29 de Diciembre de 2013
Texto y fotos: Cristina Romo-Leroux, especial para La Revista

Esta población del norte de Holanda, a solo 40 minutos de Ámsterdam, brinda una experiencia medieval relacionada al producto emblemático de la zona.

¿Qué le parecería si como regalo de bodas recibe una prensa para elaborar queso? Sí. ¡Una prensa! Un aparato de metal y madera que funciona para comprimir el producto y darle su característica forma de grueso platillo.

Y mucho mejor si el regalo –bellamente ornamentado– lleva impresas las iniciales de la feliz pareja, tal como desde hace siglos ha sido la costumbre del poblado más quesero de Holanda: Alkmaar.

Esa añeja tradición matrimonial demuestra la importancia que el queso tiene en la cultura de este municipio, cuyos casi cien mil habitantes parecería que aprenden a comer queso desde que comienzan a abrir la boca.

Mi hermano mayor vive en Holanda desde hace una década, así que cuando el año anterior fuimos a visitarlo junto con mis padres tuvimos la oportunidad de cumplir una agenda turística que felizmente incluyó este poblado de ambiente supremamente rural, ordenado, limpio y orgulloso de sus tradiciones.

Herederos del sabor

Holanda es un país mucho más apropiado para la ganadería que para la agricultura, lo cual ha ayudado a reconocerlo desde el siglo XVII como un territorio de importancia en la industria del queso.

Por algo en Europa los holandeses eran conocidos como los kaaskoppen (kop, significa cabeza; kass, queso: cabeza de queso), también porque en tiempos de guerra algunos de ellos usaban como cascos los recipientes donde elaboraban ese producto.

Alkmaar ha sido la capital indiscutible en la elaboración de dicho lácteo, ya que el espíritu comercial de sus campesinos los impulsaba a negociar con los productos provenientes de sus huertos y la ganadería, tendencia que provocó que con el tiempo el país se convierta en el principal exportador de este alimento no perecedero.

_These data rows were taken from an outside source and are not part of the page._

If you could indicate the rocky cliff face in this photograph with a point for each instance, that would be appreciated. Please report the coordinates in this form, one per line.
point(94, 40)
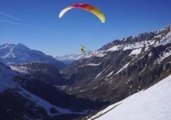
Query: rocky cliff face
point(122, 67)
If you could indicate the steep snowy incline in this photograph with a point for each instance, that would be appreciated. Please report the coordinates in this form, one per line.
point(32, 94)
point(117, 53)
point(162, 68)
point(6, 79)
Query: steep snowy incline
point(150, 104)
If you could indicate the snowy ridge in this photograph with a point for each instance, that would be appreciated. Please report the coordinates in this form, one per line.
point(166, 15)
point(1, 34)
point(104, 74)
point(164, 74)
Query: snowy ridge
point(151, 104)
point(20, 54)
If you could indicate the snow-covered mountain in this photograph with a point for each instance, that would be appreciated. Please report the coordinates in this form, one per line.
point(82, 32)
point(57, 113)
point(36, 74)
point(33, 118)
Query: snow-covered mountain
point(122, 67)
point(19, 54)
point(68, 59)
point(19, 103)
point(149, 104)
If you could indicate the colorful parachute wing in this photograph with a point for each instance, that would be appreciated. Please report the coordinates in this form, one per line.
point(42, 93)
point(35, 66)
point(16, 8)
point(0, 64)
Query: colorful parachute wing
point(83, 49)
point(86, 7)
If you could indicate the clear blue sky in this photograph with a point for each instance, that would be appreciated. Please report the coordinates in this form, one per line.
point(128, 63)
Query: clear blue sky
point(35, 23)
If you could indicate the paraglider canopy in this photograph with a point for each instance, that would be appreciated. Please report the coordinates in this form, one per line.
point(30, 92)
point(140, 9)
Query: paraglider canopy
point(86, 7)
point(82, 49)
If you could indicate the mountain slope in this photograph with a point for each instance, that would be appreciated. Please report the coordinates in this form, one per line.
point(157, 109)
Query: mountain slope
point(149, 104)
point(19, 103)
point(68, 59)
point(19, 54)
point(122, 67)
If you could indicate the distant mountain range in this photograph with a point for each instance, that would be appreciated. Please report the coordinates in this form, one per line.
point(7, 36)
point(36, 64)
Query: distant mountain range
point(137, 68)
point(68, 59)
point(122, 67)
point(20, 54)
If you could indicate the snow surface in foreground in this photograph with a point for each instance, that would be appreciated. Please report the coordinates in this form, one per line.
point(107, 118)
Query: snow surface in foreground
point(151, 104)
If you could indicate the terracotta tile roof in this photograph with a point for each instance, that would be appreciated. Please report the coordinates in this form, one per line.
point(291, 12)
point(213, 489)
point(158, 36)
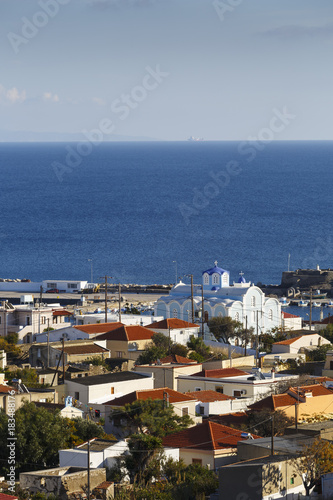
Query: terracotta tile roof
point(220, 373)
point(209, 396)
point(96, 328)
point(171, 323)
point(205, 436)
point(273, 402)
point(179, 360)
point(4, 389)
point(288, 315)
point(4, 496)
point(316, 389)
point(127, 333)
point(85, 349)
point(288, 341)
point(61, 312)
point(174, 396)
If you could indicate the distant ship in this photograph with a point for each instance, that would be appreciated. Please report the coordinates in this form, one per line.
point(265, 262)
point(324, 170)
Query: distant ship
point(195, 139)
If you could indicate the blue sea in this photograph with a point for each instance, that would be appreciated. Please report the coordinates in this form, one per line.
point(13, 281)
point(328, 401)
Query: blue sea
point(145, 212)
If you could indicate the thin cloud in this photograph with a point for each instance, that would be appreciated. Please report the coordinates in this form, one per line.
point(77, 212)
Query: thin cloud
point(48, 96)
point(12, 96)
point(117, 4)
point(297, 31)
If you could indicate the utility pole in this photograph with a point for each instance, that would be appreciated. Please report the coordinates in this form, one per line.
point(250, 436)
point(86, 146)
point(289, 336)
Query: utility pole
point(106, 296)
point(257, 343)
point(310, 319)
point(202, 314)
point(88, 469)
point(63, 360)
point(119, 292)
point(48, 342)
point(272, 435)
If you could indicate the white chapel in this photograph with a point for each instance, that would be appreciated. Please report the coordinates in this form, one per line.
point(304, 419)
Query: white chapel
point(242, 301)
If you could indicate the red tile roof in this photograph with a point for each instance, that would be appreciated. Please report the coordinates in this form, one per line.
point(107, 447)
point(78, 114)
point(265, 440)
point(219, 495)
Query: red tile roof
point(174, 396)
point(127, 333)
point(179, 360)
point(209, 396)
point(288, 315)
point(4, 496)
point(171, 323)
point(205, 436)
point(96, 328)
point(220, 373)
point(85, 349)
point(289, 341)
point(61, 312)
point(4, 389)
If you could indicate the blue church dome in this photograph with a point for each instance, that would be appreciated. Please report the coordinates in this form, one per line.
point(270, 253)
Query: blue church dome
point(215, 269)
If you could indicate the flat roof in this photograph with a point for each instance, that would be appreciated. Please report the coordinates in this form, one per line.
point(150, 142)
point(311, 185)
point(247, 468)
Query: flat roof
point(108, 378)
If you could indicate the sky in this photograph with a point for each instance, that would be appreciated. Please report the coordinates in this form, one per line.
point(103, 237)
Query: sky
point(166, 69)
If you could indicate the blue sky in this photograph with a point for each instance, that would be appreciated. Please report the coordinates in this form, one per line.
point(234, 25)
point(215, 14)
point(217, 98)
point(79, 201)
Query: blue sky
point(226, 66)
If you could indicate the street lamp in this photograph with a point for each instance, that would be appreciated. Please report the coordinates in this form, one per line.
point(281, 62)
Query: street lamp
point(91, 270)
point(175, 262)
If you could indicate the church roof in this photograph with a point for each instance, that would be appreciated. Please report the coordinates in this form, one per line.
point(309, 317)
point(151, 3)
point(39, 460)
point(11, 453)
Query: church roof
point(215, 269)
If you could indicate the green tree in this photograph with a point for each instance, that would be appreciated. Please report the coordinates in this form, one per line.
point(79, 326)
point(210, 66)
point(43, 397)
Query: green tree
point(316, 460)
point(200, 352)
point(152, 417)
point(224, 328)
point(261, 421)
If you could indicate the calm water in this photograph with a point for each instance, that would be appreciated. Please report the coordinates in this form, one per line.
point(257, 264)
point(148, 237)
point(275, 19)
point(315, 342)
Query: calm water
point(134, 208)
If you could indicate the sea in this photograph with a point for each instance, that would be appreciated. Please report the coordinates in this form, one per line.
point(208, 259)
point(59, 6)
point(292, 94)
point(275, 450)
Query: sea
point(151, 212)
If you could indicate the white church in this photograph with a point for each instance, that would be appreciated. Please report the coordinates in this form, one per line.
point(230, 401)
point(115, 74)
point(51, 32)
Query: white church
point(241, 301)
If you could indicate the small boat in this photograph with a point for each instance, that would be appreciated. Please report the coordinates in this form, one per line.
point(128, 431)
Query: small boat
point(284, 302)
point(303, 303)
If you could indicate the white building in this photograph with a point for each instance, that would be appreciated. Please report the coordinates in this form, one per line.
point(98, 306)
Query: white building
point(29, 321)
point(241, 301)
point(177, 330)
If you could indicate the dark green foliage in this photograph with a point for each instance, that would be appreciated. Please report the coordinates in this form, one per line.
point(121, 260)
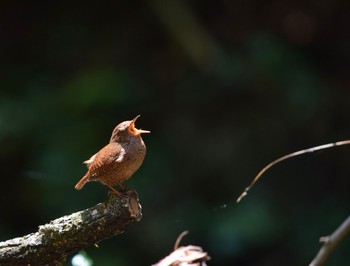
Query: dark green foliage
point(247, 82)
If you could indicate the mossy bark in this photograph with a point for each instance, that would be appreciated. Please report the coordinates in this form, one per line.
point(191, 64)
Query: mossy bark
point(54, 241)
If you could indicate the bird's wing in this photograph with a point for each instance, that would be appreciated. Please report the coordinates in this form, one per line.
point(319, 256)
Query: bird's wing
point(105, 159)
point(88, 162)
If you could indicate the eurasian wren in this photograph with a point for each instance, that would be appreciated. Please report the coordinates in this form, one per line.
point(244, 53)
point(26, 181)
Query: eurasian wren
point(118, 160)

Hoy, Alkmaar, que era centro regional de acopio del queso, posee otra gran industria: el turismo.

Nosotros fuimos parte de las legiones de visitantes que llegan diariamente a observar las tradiciones medievales que se exhiben en la plaza central del poblado, justo en el mismo sitio donde desde hace siglos se han reunido campesinos vendedores y visitantes compradores para comercializar este producto en una gran feria eminentemente quesera, frente a un antiguo edificio donde se pesaba la mercadería.

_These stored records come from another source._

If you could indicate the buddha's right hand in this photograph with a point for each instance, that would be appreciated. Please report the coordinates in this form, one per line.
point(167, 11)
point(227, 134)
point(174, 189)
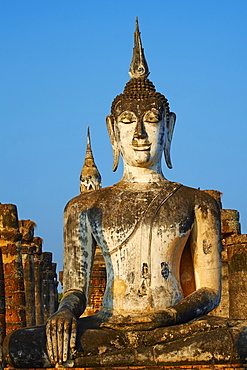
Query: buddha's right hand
point(61, 336)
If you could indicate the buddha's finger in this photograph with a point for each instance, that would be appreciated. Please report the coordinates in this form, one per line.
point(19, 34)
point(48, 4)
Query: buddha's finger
point(60, 342)
point(73, 334)
point(66, 332)
point(49, 344)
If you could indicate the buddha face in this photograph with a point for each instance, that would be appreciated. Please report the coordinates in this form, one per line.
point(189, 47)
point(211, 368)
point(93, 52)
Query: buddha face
point(140, 130)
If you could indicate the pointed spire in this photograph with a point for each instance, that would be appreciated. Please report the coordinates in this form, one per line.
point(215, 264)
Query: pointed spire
point(90, 178)
point(138, 66)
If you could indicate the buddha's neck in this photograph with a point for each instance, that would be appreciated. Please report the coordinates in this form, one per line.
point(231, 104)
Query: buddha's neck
point(142, 175)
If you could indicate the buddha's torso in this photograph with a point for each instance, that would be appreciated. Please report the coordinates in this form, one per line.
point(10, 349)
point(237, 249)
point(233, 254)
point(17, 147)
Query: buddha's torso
point(142, 234)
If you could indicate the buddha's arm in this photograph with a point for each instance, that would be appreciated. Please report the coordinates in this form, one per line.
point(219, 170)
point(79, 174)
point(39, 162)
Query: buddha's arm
point(79, 248)
point(206, 251)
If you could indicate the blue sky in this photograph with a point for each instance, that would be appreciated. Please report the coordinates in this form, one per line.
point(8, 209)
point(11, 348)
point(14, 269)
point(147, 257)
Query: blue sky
point(63, 62)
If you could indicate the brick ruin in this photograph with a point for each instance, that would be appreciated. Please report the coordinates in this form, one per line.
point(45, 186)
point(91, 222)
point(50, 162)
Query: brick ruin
point(28, 280)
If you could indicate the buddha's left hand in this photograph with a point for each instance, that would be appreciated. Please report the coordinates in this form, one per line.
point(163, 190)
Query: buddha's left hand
point(147, 321)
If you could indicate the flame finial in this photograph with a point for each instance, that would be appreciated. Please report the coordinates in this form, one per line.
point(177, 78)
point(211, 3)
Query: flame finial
point(90, 178)
point(138, 66)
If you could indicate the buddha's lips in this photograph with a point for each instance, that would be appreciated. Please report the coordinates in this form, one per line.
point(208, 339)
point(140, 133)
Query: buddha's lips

La primera impresión lo dice todo: hombres y mujeres vestidos con atuendos tradicionales deambulando alegremente al aire libre entre pilas de grandes “moles de queso” de color oro, las cuales lucen como queriendo exhibir sus mejores brillos para el comprador interesado en ese tesoro nacional.

El espectáculo se vuelve más interesante al observar la demostración de cómo dos robustos empleados transportan el queso colgado de sus hombros en tablas acanaladas para llevarlo hasta una gran balanza romana de bronce, donde es pesado. ‘Clic, clic, clic, clic’, sonaban las cámaras de todos los turistas cada vez que eso ocurría, ya que es la foto más emblemática de la visita.

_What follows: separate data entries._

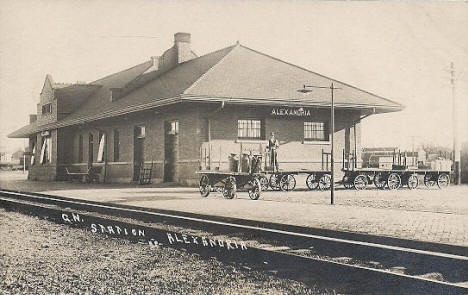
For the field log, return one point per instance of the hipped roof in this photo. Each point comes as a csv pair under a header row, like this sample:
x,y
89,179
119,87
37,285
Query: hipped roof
x,y
235,74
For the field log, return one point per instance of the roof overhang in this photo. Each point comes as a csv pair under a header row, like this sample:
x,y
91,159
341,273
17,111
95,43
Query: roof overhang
x,y
368,109
27,131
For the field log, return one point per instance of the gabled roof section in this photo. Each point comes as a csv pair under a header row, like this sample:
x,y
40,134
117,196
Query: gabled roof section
x,y
252,75
235,74
120,79
170,84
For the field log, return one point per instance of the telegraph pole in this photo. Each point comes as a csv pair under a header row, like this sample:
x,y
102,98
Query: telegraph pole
x,y
332,131
456,146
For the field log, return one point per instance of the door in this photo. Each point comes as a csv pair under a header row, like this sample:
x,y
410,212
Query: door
x,y
171,150
138,151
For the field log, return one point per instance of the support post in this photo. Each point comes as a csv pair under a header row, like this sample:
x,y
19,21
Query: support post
x,y
332,129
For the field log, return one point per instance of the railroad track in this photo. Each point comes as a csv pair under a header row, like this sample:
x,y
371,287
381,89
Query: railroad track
x,y
346,265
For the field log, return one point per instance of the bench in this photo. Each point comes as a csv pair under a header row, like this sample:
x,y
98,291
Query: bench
x,y
91,174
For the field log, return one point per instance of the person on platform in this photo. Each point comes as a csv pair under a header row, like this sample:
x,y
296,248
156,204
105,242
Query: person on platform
x,y
273,145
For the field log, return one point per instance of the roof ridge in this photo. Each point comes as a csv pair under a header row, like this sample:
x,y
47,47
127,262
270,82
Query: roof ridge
x,y
213,66
113,74
310,71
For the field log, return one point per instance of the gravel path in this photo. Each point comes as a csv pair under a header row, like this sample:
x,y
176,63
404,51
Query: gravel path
x,y
40,257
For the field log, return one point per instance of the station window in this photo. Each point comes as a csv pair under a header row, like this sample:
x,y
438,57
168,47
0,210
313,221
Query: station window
x,y
140,131
315,131
47,108
90,148
46,150
249,129
173,127
102,143
116,146
80,149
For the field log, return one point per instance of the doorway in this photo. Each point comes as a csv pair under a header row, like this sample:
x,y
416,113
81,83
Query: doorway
x,y
171,150
138,151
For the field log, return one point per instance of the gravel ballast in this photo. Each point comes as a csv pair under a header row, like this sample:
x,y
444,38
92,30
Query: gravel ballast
x,y
40,257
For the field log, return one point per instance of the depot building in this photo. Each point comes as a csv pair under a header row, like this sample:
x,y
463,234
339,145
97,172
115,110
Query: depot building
x,y
179,112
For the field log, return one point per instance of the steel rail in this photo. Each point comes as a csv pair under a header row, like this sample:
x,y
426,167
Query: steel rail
x,y
349,278
276,231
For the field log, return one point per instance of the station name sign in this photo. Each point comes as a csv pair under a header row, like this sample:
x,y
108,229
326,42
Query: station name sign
x,y
290,112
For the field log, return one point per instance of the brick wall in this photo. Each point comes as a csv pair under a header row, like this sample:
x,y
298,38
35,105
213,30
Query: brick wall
x,y
193,131
294,153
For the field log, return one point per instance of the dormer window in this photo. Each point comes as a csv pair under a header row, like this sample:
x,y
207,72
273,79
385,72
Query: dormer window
x,y
47,109
115,93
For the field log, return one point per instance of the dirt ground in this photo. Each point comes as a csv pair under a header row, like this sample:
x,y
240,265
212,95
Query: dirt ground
x,y
40,257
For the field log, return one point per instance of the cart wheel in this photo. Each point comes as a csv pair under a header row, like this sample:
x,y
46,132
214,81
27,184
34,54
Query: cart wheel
x,y
274,182
347,183
443,180
205,187
325,182
287,182
229,189
379,180
263,182
393,181
254,192
360,182
429,181
413,181
311,181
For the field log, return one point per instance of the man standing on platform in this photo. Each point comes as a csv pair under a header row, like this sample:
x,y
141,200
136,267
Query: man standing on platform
x,y
273,145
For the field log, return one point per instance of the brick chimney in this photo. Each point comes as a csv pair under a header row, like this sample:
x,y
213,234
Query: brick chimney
x,y
32,118
182,45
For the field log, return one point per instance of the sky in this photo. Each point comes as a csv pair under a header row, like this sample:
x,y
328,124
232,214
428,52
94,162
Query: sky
x,y
399,50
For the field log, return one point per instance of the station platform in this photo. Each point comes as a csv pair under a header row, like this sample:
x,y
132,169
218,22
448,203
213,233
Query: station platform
x,y
423,215
426,215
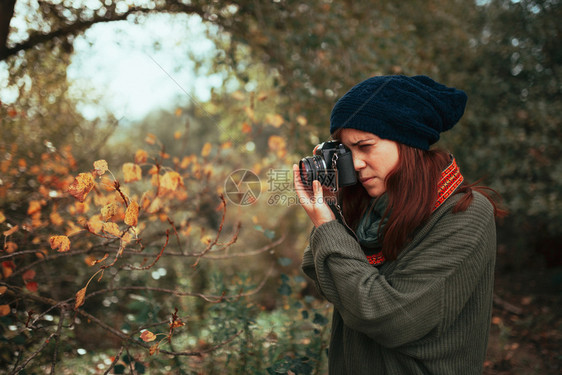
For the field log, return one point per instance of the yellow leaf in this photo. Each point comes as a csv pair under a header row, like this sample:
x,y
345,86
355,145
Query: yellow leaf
x,y
206,239
274,120
277,143
10,247
111,228
108,211
4,310
81,186
238,95
171,180
34,207
80,296
100,167
131,172
154,349
150,139
246,128
11,231
92,260
148,336
206,149
141,156
132,214
56,219
250,113
62,243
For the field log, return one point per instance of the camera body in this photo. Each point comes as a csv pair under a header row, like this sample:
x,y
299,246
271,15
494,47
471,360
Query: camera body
x,y
331,164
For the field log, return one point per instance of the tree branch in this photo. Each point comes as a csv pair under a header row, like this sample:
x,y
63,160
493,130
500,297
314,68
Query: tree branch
x,y
80,25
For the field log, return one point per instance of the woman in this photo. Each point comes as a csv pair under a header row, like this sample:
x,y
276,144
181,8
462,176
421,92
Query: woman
x,y
409,263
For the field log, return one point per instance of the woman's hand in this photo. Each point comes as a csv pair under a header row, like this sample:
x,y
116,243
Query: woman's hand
x,y
312,200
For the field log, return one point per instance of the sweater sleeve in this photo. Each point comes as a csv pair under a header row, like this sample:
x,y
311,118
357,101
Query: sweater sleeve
x,y
433,278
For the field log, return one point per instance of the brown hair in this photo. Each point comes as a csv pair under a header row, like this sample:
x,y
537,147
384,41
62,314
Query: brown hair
x,y
412,191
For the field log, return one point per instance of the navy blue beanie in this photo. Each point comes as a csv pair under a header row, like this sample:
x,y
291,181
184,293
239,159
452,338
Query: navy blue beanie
x,y
409,110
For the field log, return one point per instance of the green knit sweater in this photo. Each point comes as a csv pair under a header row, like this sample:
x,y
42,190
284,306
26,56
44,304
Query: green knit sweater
x,y
427,312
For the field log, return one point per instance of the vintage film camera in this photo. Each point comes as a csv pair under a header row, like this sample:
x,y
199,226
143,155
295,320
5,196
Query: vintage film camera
x,y
331,164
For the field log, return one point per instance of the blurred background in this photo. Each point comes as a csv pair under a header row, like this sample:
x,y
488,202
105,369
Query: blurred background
x,y
208,88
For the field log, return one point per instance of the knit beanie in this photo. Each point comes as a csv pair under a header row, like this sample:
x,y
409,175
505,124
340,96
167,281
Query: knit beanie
x,y
409,110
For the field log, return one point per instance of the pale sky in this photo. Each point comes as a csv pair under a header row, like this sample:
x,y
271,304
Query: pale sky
x,y
119,61
116,66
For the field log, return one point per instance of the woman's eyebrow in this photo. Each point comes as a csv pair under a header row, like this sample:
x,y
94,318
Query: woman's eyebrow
x,y
360,141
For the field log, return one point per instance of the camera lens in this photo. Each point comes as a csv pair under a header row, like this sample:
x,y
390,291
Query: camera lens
x,y
311,168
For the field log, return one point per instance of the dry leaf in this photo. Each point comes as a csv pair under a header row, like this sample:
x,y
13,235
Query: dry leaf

No era necesario saber hablar holandés para disfrutar de la experiencia, ya que la amabilidad de los habitantes locales nos permitía sentirnos parte de esta arraigada tradición, que también se comparte a través de un museo escrupulosamente ordenado y limpio, y explicaciones en inglés de todo el proceso de elaboración del producto, desde el ordeño de las vacas para obtener la leche, pasando por la preparación del requesón y el suero, hasta el proceso de prensado y la formación de barras y bolas de queso ya listas para su avejentamiento (queso madurado).

Después de tal recorrido, ¿cómo no adquirir un queso impregnado de ajo o de especias?, ¿cómo no dejarse llevar por la atractiva coloración, amarillenta, rojiza o del azul, que era indicativo del tiempo de fermentación de este alimento?

“Probar primero y comprar después”, era el lema de la tienda, por lo que caímos en la tentación de picar por allí y saborear por allá, hasta que cada uno de nosotros compró, al menos, un paquete de tres bolas de queso de diferentes sabores por la “módica” suma de quince euros.

Sin embargo, ese precio resulta más que aceptable por habernos llevado –bien envuelto y abundante en sabor– un pedazo de la historia de este país europeo.